Featured Finance

CBN debits 23 banks N349.72b for CRR breach

Banks’ revenue to dip 20%

The Central Bank of Nigeria (CBN) has debited the accounts of 23 deposit money banks with N349.72 billion over Cash Reserve Ratio (CRR) breaches.

The debits are the latest in the regulator’s CRR debits meant to get the banks to lend to real sector operators.

The debits are also part of the apex bank’s move to mop up liquidity as inflation uptick persists.

The CRR debit for last month stood at  N226 billion.

The CRR is an important monetary policy tool used by the CBN to regulate the economy.

It is pertinent because, among others, it helps the apex financial institution to redirect focus to other strategic sectors of the economy such as the real sector, a goal that aligns with that of the central bank.

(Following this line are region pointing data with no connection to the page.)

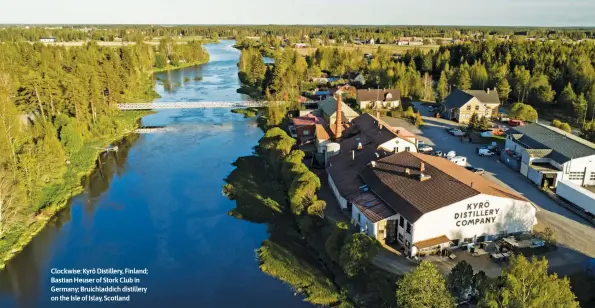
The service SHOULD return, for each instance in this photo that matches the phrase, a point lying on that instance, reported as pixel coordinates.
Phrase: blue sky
(383, 12)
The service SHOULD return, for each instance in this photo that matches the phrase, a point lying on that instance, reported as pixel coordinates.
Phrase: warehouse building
(367, 138)
(422, 203)
(548, 155)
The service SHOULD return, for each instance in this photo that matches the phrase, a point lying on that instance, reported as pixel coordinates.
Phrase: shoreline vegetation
(326, 262)
(70, 189)
(56, 117)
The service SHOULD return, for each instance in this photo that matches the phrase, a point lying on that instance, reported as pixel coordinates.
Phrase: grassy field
(373, 48)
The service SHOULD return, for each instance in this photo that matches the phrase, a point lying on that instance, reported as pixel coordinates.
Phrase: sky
(553, 13)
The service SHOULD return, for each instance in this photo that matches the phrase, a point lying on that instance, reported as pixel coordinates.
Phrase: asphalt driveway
(575, 236)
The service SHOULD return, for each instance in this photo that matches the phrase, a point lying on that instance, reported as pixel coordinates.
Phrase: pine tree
(463, 80)
(503, 88)
(567, 98)
(442, 87)
(473, 122)
(580, 108)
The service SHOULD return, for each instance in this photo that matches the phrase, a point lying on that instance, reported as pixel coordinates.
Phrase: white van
(459, 160)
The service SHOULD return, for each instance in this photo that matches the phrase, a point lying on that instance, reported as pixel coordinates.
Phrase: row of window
(488, 110)
(576, 175)
(402, 224)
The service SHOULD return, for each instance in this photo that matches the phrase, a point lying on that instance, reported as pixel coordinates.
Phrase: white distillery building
(549, 155)
(425, 203)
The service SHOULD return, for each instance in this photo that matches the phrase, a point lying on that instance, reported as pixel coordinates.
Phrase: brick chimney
(339, 117)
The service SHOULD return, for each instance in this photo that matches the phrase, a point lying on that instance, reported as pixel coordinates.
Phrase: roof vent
(424, 177)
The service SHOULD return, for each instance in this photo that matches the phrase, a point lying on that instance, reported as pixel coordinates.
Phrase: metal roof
(564, 146)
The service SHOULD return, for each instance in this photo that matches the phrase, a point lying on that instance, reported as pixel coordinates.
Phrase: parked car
(486, 134)
(459, 160)
(459, 133)
(515, 123)
(425, 148)
(479, 171)
(485, 152)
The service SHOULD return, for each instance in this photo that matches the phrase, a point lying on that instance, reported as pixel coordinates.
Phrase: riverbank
(304, 247)
(81, 165)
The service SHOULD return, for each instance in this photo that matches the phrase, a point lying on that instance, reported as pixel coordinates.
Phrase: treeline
(523, 283)
(170, 53)
(294, 33)
(556, 79)
(57, 108)
(552, 79)
(328, 262)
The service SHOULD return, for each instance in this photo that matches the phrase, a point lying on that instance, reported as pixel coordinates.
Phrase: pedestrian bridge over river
(186, 105)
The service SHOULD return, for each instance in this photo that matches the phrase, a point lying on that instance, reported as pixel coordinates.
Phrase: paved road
(576, 237)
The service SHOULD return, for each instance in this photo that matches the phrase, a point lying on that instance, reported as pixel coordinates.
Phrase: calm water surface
(157, 204)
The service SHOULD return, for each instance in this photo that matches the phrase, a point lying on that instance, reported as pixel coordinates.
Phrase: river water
(157, 204)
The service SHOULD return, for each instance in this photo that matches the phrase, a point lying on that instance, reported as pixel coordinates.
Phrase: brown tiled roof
(378, 94)
(345, 166)
(321, 132)
(372, 207)
(432, 242)
(308, 119)
(406, 194)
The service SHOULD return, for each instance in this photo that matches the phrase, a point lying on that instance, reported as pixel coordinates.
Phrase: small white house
(47, 40)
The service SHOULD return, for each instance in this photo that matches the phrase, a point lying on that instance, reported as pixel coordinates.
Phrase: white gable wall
(585, 165)
(400, 144)
(477, 216)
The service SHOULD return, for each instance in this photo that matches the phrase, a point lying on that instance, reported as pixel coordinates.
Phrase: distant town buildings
(47, 40)
(460, 105)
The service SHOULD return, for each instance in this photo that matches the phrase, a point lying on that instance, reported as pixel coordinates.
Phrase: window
(576, 175)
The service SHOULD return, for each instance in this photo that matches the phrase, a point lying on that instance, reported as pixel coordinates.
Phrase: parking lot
(576, 238)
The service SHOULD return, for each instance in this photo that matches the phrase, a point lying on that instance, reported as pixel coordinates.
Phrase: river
(157, 204)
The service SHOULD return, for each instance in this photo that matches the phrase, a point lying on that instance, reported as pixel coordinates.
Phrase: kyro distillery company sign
(477, 213)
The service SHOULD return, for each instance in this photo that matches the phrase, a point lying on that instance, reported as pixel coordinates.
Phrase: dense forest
(555, 79)
(57, 109)
(295, 33)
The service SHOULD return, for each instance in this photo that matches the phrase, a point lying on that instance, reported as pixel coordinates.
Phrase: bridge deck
(184, 105)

The CRR is also an important tool in managing the country’s foreign exchange liquidity since the whittling down of CBN’s OMO borrowing.

By the CRR policy, banks have a mandate to keep 27.5 per cent of deposits  with the CBN.

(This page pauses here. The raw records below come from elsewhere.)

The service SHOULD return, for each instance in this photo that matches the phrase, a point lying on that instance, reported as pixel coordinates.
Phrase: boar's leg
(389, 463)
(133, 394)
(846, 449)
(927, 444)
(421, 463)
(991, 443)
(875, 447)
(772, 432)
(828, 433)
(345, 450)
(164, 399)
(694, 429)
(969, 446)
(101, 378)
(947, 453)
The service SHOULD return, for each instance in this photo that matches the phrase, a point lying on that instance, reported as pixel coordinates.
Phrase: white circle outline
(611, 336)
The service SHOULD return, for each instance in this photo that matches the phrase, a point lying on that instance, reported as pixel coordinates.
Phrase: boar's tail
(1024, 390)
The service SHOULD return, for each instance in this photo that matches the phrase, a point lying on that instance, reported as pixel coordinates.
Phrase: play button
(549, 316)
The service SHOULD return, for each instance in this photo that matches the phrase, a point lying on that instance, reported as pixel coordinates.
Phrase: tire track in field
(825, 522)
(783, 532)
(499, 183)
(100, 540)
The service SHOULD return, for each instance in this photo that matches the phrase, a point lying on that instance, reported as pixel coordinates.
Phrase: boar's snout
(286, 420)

Fitch Ratings predicted a 20 per cent hit in the banks’ revenue this year due to the CRR policy and foreign exchange shortage.

It said Nigeria’s banks would face rising borrowing costs as the CBN’s  measures to support naira squeeze lenders, who already hit by COVID-19 pandemic and oil price shocks.

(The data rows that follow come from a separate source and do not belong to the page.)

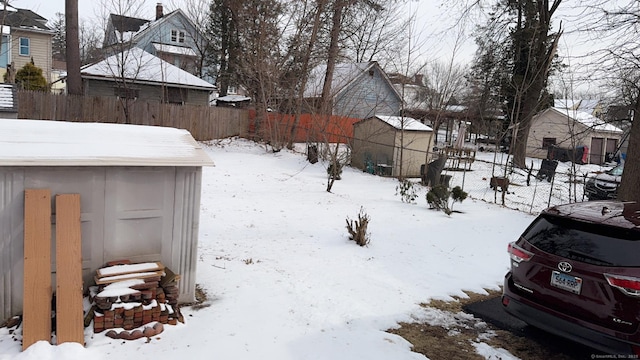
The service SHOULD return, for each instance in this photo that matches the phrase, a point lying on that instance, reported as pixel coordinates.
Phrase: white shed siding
(143, 207)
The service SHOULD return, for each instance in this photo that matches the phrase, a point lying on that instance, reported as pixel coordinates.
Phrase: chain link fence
(529, 190)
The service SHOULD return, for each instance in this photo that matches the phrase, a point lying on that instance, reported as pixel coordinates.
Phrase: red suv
(575, 272)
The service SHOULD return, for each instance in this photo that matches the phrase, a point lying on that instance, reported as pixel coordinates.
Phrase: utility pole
(74, 81)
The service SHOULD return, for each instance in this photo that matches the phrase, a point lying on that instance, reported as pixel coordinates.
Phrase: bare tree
(123, 64)
(617, 22)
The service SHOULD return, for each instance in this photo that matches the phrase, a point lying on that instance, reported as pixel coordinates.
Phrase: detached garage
(139, 191)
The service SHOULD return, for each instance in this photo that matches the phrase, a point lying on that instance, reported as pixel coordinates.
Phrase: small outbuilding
(381, 142)
(139, 191)
(566, 128)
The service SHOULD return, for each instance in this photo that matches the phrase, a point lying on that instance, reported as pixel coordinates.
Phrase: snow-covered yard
(283, 280)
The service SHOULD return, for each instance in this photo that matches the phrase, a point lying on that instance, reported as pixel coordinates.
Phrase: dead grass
(437, 342)
(201, 299)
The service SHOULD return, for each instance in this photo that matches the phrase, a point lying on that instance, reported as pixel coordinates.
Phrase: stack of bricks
(129, 296)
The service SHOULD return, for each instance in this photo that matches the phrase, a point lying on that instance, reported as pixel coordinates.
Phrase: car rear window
(589, 243)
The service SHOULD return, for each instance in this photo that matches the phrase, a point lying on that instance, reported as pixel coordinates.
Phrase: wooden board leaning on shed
(69, 310)
(36, 323)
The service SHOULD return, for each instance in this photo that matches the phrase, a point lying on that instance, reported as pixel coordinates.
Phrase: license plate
(566, 282)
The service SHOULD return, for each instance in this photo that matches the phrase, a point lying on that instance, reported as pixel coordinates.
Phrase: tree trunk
(305, 71)
(74, 81)
(629, 189)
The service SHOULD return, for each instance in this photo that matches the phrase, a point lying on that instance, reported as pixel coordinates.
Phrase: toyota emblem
(565, 266)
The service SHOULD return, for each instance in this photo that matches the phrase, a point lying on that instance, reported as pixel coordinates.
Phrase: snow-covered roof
(406, 123)
(142, 67)
(344, 73)
(60, 143)
(174, 49)
(586, 105)
(588, 120)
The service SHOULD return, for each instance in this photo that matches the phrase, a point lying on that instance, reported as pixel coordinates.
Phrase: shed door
(139, 213)
(596, 151)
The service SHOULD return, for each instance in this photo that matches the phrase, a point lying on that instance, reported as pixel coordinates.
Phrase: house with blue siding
(172, 37)
(25, 37)
(358, 90)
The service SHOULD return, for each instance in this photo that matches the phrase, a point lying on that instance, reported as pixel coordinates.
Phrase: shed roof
(406, 123)
(588, 120)
(60, 143)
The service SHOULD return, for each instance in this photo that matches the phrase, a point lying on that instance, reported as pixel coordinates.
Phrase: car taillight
(518, 254)
(628, 285)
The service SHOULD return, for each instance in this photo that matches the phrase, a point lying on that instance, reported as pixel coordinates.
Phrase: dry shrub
(358, 229)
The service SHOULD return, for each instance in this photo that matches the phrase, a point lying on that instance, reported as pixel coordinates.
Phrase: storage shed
(380, 142)
(139, 190)
(568, 128)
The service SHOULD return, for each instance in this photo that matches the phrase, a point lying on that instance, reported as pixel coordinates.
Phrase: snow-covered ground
(284, 281)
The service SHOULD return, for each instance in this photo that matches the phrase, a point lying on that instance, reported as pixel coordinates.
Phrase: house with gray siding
(358, 90)
(172, 37)
(136, 74)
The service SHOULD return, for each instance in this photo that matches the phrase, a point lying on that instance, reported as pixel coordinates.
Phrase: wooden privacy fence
(203, 122)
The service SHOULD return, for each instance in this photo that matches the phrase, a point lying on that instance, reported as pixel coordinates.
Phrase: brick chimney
(159, 13)
(419, 79)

Some banks have already indicated they expect a hit. In April, mid-tier lender Fidelity Bank warned that 2020 profits would drop by 15 per cent.

Bankers said lenders were relying on existing customers to weather the storm as new lending looked risky with the economy expected to tip back into recession.

“General sentiment in the market is that CRR debits are carried out quite close to Foreign exchange auctions to prevent the banks from presenting large ticket forex demands at auctions,”  analysts said.

Those debits also hamper wider lending, going against Central Bank measures of lowering banks’ Loan-to-Deposit Ratios, she said. CBN data showed that credit to the private sector in April dropped by nearly two-thirds from end-2019.

Banks are dealing with slow growth, fall in lending, a lack of forex in the market and asset quality issues, saying he expected banks’ revenues to drop at least 20 per cent this year, though he did not expect any to make a loss.

Fitch predicts impaired loan ratios will rise sharply in 2020 with Nigerian banks the most exposed to stress in the oil sector compared to their peers in emerging markets elsewhere.